De beroepsgrond faalt reeds hierom.
2.7. [appellant] betoogt dat het college door de uitbreiding dan wel wijziging van de inrichting te accepteren, in strijd met het vertrouwensbeginsel heeft gehandeld omdat in een raadsvergadering op 20 februari 1997 is afgesproken dat geen verdere wijzigingen dan wel uitbreidingen van de inrichting mogen plaatsvinden. Ook dit betoog richt zich niet tegen het bestreden besluit.
De beroepsgrond faalt reeds hierom.
2.8. [appellant] betoogt verder dat, samengevat weergegeven, de overtredingen van de geluidvoorschriften leiden tot een inbreuk op zijn recht op privé leven en woning, en dat nu het college hierin geen aanleiding heeft gezien handhavend op te treden, het bestreden besluit in strijd is met artikel 8 van het Verdrag tot bescherming van de rechten van de mens en de fundamentele vrijheden (hierna: het EVRM).
Nu [appellant] niet aannemelijk heeft gemaakt dat overtredingen van de geluidvoorschriften hebben plaatsgevonden, faalt deze beroepsgrond reeds hierom.

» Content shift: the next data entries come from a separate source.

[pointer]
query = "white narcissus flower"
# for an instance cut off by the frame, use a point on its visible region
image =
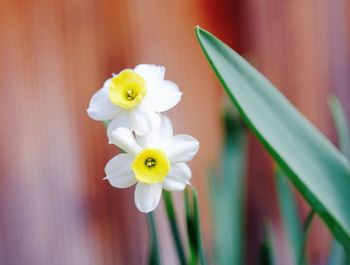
(133, 98)
(154, 161)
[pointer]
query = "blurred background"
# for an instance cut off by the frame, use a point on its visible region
(54, 206)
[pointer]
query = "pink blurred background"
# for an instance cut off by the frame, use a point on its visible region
(55, 208)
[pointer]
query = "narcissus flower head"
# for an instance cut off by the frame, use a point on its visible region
(133, 98)
(153, 161)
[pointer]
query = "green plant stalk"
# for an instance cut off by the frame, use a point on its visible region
(289, 214)
(312, 163)
(193, 228)
(338, 255)
(169, 207)
(306, 229)
(154, 258)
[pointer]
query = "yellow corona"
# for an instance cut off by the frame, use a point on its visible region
(151, 166)
(127, 89)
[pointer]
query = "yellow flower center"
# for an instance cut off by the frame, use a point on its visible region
(150, 166)
(127, 89)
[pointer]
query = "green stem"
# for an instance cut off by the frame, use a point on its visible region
(306, 228)
(169, 206)
(193, 228)
(154, 258)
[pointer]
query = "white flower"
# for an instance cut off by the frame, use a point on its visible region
(133, 98)
(154, 161)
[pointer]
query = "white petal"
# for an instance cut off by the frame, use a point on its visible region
(100, 107)
(150, 71)
(123, 120)
(164, 97)
(157, 135)
(143, 119)
(124, 139)
(119, 172)
(181, 148)
(147, 196)
(165, 128)
(178, 177)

2.8.1. Het beroep is ongegrond. Het op artikel 8:73 van de Awb gebaseerde verzoek om schadevergoeding dient reeds hierom te worden afgewezen.
2.9. Voor een proceskostenveroordeling bestaat geen aanleiding.
De Afdeling bestuursrechtspraak van de Raad van State
Recht doende in naam der Koningin:
I. verklaart het beroep ongegrond;
II. wijst het verzoek om schadevergoeding af.
Aldus vastgesteld door mr. J.H. van Kreveld, voorzitter, en mr. J.M. Boll en mr. H.G. Sevenster, leden, in tegenwoordigheid van mr. D. van Leeuwen, ambtenaar van Staat.